4. Talk about your choices with body hair. How do you style your hair? Do you have facial hair? What do you choose to shave, or choose not to shave?

In regards to the hair on my head, it is very short and I do the bare minimum with it. I literally just wash it in the morning, run a comb through it and let it dry naturally which does not take long at all. I do not shave, although I used to when I was at school because otherwise the other girls would have stared at me like I was a foreign species and the boys would have undoubtedly have had something/a lot to say about it (the atmosphere of my school was literally that petty).

5. Talk about cosmetics. Do you chose to wear make-up? Do you paint your nails? What types of soaps and perfumes do you use if any?

I never wear make-up. I used to wear it occasionally when I was younger because I thought it would make me feel more confident by allowing me to fit-in more but, in reality, it just made me feel more uncomfortable and like I was only doing it for everyone else around me rather than myself. I do not paint my nails, however this is more down to me being lazy and impatient because I can never be bothered for nail varnish to actually dry properly. I also do not use perfume because I am very sensitive to smells, so overpowering scents tend to just annoy me during the day. The types of soaps I use are usually quite neutral fragrances which do not linger long after using them.

6. Have you experienced being misgendered? If so, how often?

Yes, for the vast majority of my life I have been misgendered because I have not been comfortable enough in my identity to come out as trans, even though I purposely dressed in a androgynous way and attempted to present myself as masculine.

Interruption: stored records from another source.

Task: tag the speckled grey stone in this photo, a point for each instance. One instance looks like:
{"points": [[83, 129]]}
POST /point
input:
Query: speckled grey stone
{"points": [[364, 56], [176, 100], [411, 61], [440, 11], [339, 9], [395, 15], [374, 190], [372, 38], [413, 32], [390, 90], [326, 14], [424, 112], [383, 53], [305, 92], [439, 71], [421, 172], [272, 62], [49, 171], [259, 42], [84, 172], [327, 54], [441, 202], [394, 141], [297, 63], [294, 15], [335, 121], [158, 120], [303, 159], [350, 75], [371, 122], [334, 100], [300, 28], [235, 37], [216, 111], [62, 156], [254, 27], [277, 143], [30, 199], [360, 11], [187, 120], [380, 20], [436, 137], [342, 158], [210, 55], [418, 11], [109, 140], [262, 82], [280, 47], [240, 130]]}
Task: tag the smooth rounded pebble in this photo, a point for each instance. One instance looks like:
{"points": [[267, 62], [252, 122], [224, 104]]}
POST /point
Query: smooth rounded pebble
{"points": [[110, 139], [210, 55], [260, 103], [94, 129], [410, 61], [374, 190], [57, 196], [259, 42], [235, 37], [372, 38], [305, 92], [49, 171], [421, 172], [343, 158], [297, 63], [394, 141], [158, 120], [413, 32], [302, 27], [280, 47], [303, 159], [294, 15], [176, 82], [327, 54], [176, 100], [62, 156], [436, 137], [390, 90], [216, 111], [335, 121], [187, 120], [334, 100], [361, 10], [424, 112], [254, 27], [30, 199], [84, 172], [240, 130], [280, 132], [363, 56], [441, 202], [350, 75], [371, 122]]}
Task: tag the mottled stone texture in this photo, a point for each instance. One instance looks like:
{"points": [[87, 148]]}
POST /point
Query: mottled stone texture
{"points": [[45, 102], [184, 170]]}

On the occasional times that I have been referred to as a guy, it has made me really happy, although once I have spoken in my high to the person they become horrified for ‘mistaking’ me for not being a girl and I have to repeatedly assure them that I am really not offended.

7. Do you experience dysphoria? How does that affect you?

Yes, dysphoria is a daily sledge hammer which attacks my self-confidence. Sometimes it prevents me from leaving the house because I cannot bear being seen by other people and feeling their eyes on me. Dysphoria is very damaging to my mental health and general mood because it makes me feel disgusted by my own body and plunges me into self-loathing.

8. Talk about children. Are you interested in having children? Would you want to carry a child if that was an option for you? Do you want to be the primary caretaker for any children you have?

In all honesty, the idea of having children really does not interest me and it never has, I’m just not a child-orientated person and it has taken me a long time to not feel bad about myself for being this way. The idea of carrying a child is also not for me, especially as I would wish to to have a hysterectomy in the future.

9. Talk about money. Is it important to you to provide for a family financially if you choose to have one? Is it important to you that you earn more than any partner you may have? Do you prefer to pay for things like dates? Are you uncomfortable when others pay for you or offer to pay for you?

This question makes me cringe because it just screams to me of outdated tropes of nuclear families and gender stereotypes. Concern about money and paying for things just seems to me to be ways of enforcing your own power and dominance in a relationship which is an uncomfortable and weird thought. I really think that it can only be an insecure relationship in which someone feels the need to earn more than the other.

10. Anything else you want to share about your experience with gender?

It has taken me a very long time to come to a place in my life in which I feel even remotely comfortable with myself and my gender. I have experienced years of confusion and self-hatred but now there is a positive at the end of the story. I am proud that I have given myself the freedom and licence to be the person I know I am rather than self-imposing constraints upon my character and personality or following the caricature of male and female characteristics portrayed in the media.